Is it just me, or does Stephen King like have a deep and troubled psychological connection with carnival things? (I.e, Clowns, Rides, Fun) He probably does. However, he does really love this concept of contrasting this utter darkness/unhappiness/ morbidity of death with the anxious feeling of expectation one gets on a carnival ride. I mean after all, if anyone has read It, or seen the movie at least- you know the incredibly uneasiness that creeps up into you after seeing a killer clown hunt down children every thirty years (sidenote: absolutely impeccable casting of Tim Curry for that role). But anyway, it's this incredibly contrastive connection between 'bad' and 'good' that totally makes you want to keep your head in the book, and it honestly reveals such an important message: there is some bad in good things (how Zen of Sir King). 

As for the plot of Joyland, I found it reminiscent to SK's Cycle of the Werewolf (Silver Bullet), and some nuances of The Shining were most definitely in there. The whole psychological aspect of the characters is super intriguing, for there is (like The Shining) conflict over certain characters who have "the sight," and others who don't have the ability to "see" anything at all. I always liked this sort of dynamic, because by the end of the tale, you get to see which character ends up progressing more than the other. Like, does having a "psychic sight" enable or disable wisdom? Or is it better to not have it? I mean, after all, ignorance is bliss. 

As for Joyland's likeness to Cycle of the Werewolf (aka Silver Bullet), Mike Ross is totally the Marty Coslaw of this book (protagonist in SK's Cycle of the Werewolf/ Silver Bullet). Both kids are absolutely insightful and driven, not to mention the fact that both happen to be in wheelchairs. 

(WARNING: Baby Spoiler) Besides having "the sight," Mike is super ambitious and an overall angelic figure towards Devin. And via this "guardian angel" role that  Mike has, Devin sees not only a bit of self reflection, but also sees a persona that he aspires to be like (even though Mike is like 10 and Devin is a 19 year old). It seems that Devin pushes through for Mike---Mike is key to propelling Devin to continue on with life. Another great message; ultimately that>> life goes on after death.

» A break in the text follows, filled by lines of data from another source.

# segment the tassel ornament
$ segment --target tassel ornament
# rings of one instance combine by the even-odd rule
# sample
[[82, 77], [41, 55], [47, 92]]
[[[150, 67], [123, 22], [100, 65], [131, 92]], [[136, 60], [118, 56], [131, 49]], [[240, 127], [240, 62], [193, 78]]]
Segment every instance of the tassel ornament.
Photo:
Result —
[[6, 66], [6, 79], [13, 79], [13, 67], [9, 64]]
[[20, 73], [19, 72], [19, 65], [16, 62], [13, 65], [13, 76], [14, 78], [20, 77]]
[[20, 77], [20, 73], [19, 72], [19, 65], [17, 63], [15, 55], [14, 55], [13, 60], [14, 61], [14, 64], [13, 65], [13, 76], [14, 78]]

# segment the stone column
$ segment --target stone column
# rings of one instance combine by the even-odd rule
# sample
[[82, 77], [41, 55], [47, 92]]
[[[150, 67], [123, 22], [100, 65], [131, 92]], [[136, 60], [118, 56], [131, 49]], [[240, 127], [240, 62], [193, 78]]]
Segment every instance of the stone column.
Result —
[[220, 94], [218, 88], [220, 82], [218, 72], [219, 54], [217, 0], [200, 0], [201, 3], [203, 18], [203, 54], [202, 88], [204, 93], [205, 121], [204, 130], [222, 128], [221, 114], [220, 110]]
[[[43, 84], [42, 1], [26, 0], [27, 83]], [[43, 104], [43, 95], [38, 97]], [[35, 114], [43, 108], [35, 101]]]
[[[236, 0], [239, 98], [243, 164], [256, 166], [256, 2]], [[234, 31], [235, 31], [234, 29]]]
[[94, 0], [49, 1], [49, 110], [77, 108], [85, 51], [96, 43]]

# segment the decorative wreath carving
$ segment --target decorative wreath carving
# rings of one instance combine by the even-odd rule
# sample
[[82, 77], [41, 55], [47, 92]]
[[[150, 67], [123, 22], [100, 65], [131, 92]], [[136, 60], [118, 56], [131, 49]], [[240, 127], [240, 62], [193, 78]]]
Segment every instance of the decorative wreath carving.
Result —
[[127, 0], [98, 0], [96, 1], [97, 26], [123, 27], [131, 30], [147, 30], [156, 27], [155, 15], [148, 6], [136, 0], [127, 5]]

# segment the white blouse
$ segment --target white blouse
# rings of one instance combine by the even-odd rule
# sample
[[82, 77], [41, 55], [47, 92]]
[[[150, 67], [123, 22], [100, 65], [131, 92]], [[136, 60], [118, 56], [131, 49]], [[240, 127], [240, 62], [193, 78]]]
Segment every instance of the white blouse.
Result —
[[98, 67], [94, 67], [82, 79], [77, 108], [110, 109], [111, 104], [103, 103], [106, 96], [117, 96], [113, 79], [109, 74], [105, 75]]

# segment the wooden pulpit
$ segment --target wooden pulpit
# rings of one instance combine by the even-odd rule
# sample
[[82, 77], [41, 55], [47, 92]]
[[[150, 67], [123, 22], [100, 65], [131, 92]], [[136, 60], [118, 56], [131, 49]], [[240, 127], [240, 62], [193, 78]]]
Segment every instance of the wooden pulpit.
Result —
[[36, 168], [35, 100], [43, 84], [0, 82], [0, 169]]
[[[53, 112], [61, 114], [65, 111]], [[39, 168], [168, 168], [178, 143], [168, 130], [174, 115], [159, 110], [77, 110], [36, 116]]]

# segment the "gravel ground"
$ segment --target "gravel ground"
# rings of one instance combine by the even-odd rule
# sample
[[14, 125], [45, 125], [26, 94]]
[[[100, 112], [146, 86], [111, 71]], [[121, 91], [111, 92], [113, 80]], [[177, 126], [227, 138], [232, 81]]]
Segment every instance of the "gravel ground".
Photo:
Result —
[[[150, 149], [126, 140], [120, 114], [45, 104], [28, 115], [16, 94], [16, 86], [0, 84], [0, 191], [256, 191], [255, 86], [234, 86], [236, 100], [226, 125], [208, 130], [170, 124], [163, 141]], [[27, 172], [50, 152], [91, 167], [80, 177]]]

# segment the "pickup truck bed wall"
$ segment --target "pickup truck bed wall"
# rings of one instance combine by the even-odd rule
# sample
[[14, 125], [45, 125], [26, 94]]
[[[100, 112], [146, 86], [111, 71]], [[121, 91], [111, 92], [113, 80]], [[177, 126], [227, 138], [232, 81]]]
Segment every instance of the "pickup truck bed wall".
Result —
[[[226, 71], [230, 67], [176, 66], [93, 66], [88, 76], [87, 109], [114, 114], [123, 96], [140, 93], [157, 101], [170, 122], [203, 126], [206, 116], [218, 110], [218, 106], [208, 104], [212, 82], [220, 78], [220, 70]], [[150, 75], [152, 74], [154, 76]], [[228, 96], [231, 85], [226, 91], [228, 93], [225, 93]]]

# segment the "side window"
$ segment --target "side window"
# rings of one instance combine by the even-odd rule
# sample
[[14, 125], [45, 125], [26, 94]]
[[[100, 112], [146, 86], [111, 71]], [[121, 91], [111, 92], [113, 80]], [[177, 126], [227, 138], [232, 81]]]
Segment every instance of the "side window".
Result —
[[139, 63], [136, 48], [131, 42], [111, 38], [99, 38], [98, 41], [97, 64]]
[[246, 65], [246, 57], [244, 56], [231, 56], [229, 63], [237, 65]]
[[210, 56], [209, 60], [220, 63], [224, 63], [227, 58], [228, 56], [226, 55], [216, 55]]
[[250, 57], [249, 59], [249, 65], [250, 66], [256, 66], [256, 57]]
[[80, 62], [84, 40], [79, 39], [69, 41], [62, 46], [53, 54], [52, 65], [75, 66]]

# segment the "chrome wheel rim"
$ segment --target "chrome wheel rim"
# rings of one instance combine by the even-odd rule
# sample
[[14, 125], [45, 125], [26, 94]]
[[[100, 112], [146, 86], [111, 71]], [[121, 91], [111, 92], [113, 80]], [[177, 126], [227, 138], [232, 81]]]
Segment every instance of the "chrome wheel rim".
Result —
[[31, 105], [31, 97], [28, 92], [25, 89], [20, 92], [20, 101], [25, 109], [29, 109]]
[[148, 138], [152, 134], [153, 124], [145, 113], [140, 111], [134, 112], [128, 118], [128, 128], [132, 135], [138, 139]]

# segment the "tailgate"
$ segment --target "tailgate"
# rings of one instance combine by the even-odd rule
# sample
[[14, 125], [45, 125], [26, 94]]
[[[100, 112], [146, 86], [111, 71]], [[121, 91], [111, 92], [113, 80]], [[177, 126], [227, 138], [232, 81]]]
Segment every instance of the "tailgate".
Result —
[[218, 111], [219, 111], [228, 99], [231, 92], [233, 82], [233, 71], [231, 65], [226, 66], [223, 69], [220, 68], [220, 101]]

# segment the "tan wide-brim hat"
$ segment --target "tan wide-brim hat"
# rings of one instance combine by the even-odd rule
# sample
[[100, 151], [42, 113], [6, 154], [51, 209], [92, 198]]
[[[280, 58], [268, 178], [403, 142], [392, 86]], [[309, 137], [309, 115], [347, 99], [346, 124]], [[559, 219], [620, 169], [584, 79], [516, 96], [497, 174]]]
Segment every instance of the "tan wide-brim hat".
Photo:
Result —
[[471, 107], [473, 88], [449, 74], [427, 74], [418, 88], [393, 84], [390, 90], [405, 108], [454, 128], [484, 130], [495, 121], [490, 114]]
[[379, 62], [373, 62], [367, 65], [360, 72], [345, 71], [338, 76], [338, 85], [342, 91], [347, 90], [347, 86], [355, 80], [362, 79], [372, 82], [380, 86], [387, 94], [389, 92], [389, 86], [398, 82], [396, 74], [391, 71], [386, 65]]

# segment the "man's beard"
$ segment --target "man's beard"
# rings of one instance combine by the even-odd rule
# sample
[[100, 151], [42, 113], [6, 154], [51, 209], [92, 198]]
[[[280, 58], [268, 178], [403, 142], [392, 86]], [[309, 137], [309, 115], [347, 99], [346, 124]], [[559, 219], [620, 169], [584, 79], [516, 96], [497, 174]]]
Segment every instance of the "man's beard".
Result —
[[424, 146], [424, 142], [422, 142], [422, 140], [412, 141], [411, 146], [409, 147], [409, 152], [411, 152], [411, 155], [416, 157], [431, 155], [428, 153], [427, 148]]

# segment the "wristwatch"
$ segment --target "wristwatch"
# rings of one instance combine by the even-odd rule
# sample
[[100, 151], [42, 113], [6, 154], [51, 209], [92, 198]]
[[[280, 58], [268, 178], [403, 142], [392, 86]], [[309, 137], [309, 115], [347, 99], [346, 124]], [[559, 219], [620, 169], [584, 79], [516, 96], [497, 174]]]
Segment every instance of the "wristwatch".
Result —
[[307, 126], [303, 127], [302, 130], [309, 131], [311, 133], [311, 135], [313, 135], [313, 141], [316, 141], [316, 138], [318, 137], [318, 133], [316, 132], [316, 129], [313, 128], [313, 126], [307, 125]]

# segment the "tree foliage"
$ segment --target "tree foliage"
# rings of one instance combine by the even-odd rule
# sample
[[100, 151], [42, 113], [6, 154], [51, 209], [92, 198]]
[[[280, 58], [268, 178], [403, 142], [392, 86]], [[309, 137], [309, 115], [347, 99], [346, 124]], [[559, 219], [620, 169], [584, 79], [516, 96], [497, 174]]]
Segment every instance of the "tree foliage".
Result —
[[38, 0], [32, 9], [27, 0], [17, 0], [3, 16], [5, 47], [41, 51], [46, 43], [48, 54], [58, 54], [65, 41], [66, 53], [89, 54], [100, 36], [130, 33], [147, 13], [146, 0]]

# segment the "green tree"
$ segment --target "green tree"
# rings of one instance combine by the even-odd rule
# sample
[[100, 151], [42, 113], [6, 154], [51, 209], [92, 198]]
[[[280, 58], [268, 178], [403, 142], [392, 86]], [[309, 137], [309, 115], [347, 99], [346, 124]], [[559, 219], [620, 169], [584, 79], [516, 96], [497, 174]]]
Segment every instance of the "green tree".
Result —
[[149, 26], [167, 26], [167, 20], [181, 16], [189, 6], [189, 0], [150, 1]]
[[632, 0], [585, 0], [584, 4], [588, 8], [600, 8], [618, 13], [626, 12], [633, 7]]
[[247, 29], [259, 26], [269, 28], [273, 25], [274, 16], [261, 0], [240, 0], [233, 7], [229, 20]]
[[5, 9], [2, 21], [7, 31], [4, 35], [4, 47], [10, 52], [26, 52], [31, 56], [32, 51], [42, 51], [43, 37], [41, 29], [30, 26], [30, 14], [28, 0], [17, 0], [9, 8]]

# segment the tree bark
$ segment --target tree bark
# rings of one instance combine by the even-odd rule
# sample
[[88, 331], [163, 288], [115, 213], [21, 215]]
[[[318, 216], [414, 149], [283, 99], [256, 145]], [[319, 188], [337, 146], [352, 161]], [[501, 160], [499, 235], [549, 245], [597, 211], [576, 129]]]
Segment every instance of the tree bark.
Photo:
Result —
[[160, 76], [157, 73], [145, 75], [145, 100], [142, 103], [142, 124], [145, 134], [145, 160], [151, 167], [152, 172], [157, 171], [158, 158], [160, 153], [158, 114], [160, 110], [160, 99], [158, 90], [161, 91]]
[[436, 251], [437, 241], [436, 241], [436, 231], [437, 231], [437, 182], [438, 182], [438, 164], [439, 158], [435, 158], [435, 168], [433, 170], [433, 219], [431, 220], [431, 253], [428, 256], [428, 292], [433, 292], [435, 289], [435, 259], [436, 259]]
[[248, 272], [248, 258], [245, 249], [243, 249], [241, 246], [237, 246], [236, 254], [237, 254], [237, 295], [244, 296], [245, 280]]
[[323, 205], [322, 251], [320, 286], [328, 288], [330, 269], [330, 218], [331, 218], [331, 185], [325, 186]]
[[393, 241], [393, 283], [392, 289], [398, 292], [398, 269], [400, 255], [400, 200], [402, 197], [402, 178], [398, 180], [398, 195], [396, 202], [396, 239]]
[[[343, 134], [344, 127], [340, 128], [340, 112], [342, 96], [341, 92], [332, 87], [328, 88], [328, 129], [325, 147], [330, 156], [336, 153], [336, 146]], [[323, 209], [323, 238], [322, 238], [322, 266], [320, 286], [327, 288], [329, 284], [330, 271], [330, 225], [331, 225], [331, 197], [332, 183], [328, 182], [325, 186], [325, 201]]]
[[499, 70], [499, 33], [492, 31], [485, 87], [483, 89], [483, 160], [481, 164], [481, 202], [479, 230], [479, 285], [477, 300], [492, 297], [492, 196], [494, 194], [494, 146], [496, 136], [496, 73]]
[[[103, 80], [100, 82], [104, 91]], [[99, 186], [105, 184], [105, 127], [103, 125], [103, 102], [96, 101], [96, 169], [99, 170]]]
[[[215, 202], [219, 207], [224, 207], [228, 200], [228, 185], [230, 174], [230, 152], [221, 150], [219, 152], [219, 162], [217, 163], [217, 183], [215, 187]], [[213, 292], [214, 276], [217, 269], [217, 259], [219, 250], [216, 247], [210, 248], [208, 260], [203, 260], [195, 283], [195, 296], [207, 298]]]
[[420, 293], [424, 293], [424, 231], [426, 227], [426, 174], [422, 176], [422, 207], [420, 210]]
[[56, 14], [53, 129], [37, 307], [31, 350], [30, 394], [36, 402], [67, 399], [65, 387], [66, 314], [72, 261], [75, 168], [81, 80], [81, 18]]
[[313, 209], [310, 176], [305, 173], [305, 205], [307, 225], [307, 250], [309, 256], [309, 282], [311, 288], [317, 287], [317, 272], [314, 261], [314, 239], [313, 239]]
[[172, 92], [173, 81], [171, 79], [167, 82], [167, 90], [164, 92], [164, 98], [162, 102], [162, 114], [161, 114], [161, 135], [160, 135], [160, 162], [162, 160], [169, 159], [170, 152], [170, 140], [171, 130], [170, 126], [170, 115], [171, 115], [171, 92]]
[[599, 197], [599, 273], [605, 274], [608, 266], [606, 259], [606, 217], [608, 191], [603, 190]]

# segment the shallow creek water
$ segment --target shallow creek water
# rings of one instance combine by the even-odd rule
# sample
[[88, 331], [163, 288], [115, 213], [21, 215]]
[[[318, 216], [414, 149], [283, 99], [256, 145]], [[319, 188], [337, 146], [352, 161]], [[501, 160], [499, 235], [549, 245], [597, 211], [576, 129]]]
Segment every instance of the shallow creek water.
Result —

One of the things I love about Stephen King is the fact that his themes constantly crossover throughout many of his different books. King remains true to the original "good" vs. "evil" but enhances these concepts through specific human plights and motivations (i.e disease, mental wants/needs). The relationships created between the characters are descriptive and quite poetic. But it is the horror that keeps these characters together. His characters must push through the horror to achieve harmony. 
And, what is King's horror? 

King's horror is the marriage of sanity and insanity. 
The disorder and order of psyche, the mental needs versus the mental wants. Mostly, his horror reveals to us that the worst enemy that we face is ourselves.

Devin learns this lesson throughout his experiences at Joyland, and is able to overcome this obstacle through his relationship with Mike.

Joyland was an incredible read, I highly recommend it to any mystery lovers. 

"Present fears are less than horrible imaginings."